Crypto news

19.06.2026
23:35

The main threat to Bitcoin is not a market crash, but prolonged stagnation: Cryptalist analysis

The Bitcoin market faces an inconspicuous yet extremely dangerous threat. This is not about a sharp drop in prices, but about a painful stagnation. It is the prolonged consolidation within a narrow range that can undermine investors' fundamental faith in the asset's further growth. This is the conclusion reached by the founder of the analytical platform CryptoQuant, Ki Young Ju, and I fully agree with him.

Why is a sideways market worse than a crash?

The logic here is simple and harsh. The market can survive a sharp decline—provided that faith in a quick rebound and a new wave of growth remains. However, multi-year price movement within a 10–15% range literally destroys the narrative on which demand rests. Investors lose patience, buying activity weakens, and the mechanism for attracting capital, especially through structures like Strategy's (formerly MicroStrategy) perpetual preferred stock, begins to falter. Michael Saylor needs not just to buy coins, but to give the market a fundamentally new reason to believe in the asset.

Narratives have exhausted themselves

Over the years working in the industry, I have observed how the stories around Bitcoin change. It was called "digital gold," but during crises it traded like a high-tech stock. It was presented as "freedom money," but many crypto industry veterans have now switched to other coins. The development of artificial intelligence and quantum computing adds new fears. Most of the old stories appear completely exhausted.

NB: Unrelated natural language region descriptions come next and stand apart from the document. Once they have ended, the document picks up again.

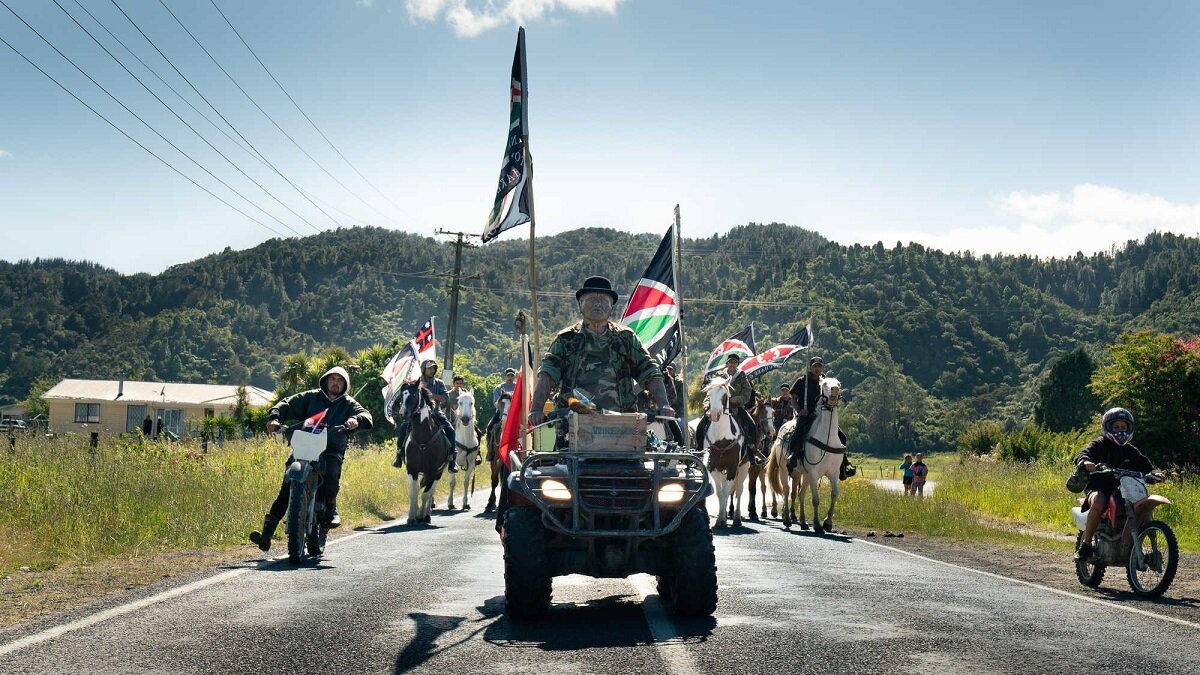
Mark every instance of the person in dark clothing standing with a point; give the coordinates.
(805, 396)
(336, 408)
(1114, 451)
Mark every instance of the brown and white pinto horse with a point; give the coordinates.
(427, 451)
(726, 464)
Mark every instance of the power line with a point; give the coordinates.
(178, 149)
(365, 179)
(172, 167)
(240, 135)
(201, 136)
(251, 99)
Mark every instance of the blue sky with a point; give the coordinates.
(1042, 127)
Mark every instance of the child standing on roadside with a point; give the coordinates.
(906, 467)
(919, 472)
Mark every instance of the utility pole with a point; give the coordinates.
(455, 286)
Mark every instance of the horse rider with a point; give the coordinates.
(341, 410)
(805, 398)
(502, 392)
(453, 398)
(741, 399)
(437, 392)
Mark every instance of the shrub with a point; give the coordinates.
(981, 438)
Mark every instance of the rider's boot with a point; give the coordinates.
(263, 539)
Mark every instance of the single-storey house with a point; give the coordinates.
(121, 406)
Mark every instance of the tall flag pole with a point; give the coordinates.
(677, 268)
(741, 344)
(514, 195)
(653, 310)
(777, 356)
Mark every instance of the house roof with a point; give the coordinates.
(155, 393)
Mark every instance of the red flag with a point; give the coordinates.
(515, 437)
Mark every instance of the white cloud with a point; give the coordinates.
(1089, 219)
(469, 19)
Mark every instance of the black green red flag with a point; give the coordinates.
(741, 344)
(653, 309)
(511, 205)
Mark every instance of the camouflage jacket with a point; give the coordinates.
(628, 357)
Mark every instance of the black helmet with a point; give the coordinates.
(1110, 418)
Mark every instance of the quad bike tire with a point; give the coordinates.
(689, 589)
(527, 579)
(1089, 572)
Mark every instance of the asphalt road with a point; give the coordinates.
(430, 599)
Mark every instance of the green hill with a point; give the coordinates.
(924, 341)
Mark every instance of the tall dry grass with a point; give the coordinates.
(64, 502)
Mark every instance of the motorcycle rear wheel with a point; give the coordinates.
(298, 519)
(1090, 572)
(1161, 554)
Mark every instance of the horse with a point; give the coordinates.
(724, 441)
(467, 441)
(427, 451)
(765, 419)
(823, 451)
(493, 446)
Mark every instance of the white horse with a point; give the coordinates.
(822, 458)
(724, 440)
(467, 446)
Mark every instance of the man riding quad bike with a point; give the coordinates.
(601, 505)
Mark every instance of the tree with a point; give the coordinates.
(1065, 400)
(1157, 377)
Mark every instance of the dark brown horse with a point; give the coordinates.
(493, 458)
(427, 451)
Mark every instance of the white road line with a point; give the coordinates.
(666, 638)
(1031, 584)
(112, 613)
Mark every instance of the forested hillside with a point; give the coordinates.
(925, 341)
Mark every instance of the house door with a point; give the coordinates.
(133, 417)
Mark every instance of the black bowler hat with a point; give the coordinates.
(597, 285)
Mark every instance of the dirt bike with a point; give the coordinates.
(1149, 551)
(305, 525)
(609, 503)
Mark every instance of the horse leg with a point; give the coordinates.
(834, 488)
(815, 484)
(413, 491)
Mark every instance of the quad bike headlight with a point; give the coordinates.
(553, 489)
(671, 494)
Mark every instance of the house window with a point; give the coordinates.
(88, 413)
(173, 420)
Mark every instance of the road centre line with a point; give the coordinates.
(672, 650)
(1031, 584)
(120, 610)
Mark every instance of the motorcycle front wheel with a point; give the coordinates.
(298, 519)
(1090, 572)
(1161, 556)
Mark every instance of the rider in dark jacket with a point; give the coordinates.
(805, 396)
(1115, 451)
(340, 411)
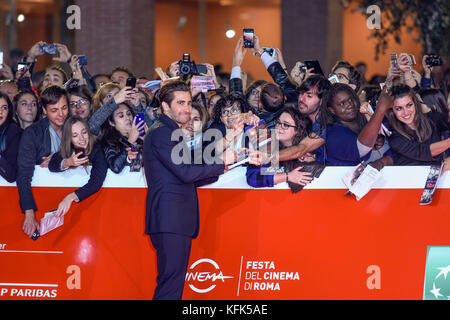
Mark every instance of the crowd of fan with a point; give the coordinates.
(52, 120)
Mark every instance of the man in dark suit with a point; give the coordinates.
(172, 214)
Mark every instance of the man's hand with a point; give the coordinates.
(35, 51)
(6, 72)
(30, 223)
(229, 156)
(174, 69)
(239, 53)
(279, 58)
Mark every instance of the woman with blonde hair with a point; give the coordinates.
(106, 100)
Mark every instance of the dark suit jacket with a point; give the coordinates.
(172, 202)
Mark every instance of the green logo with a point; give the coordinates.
(437, 278)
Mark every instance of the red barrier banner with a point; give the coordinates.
(253, 244)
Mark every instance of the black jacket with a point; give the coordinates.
(34, 144)
(97, 174)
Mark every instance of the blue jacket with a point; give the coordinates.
(172, 202)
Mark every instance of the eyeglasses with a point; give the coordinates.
(284, 125)
(80, 102)
(233, 111)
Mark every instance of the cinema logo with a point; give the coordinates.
(203, 275)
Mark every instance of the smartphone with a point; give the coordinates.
(248, 35)
(245, 117)
(302, 68)
(78, 150)
(314, 64)
(270, 51)
(20, 66)
(131, 82)
(48, 48)
(139, 118)
(394, 60)
(412, 60)
(333, 79)
(82, 60)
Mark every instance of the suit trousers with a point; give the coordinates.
(172, 257)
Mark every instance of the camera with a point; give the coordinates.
(189, 67)
(433, 60)
(249, 35)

At the same time, Ki Young Ju continues to believe in long-term growth. His past predictions—regarding the launch of spot ETFs and the arrival of a pro-cryptocurrency US president—have fully materialized. However, the feeling of an inevitable powerful catalyst is now noticeably weaker. Saylor promotes concepts like "Bitcoin banking" and "digital lending," but these ideas are too complex for mass perception. As an analyst, I genuinely miss the times when the main Bitcoin message was freedom.

My expert opinion: The market desperately needs a new, simple, and compelling narrative. Without it, even institutional capital inflows may not save it from long-term apathy, which, unlike a bear market, kills not the price but the very soul of the asset.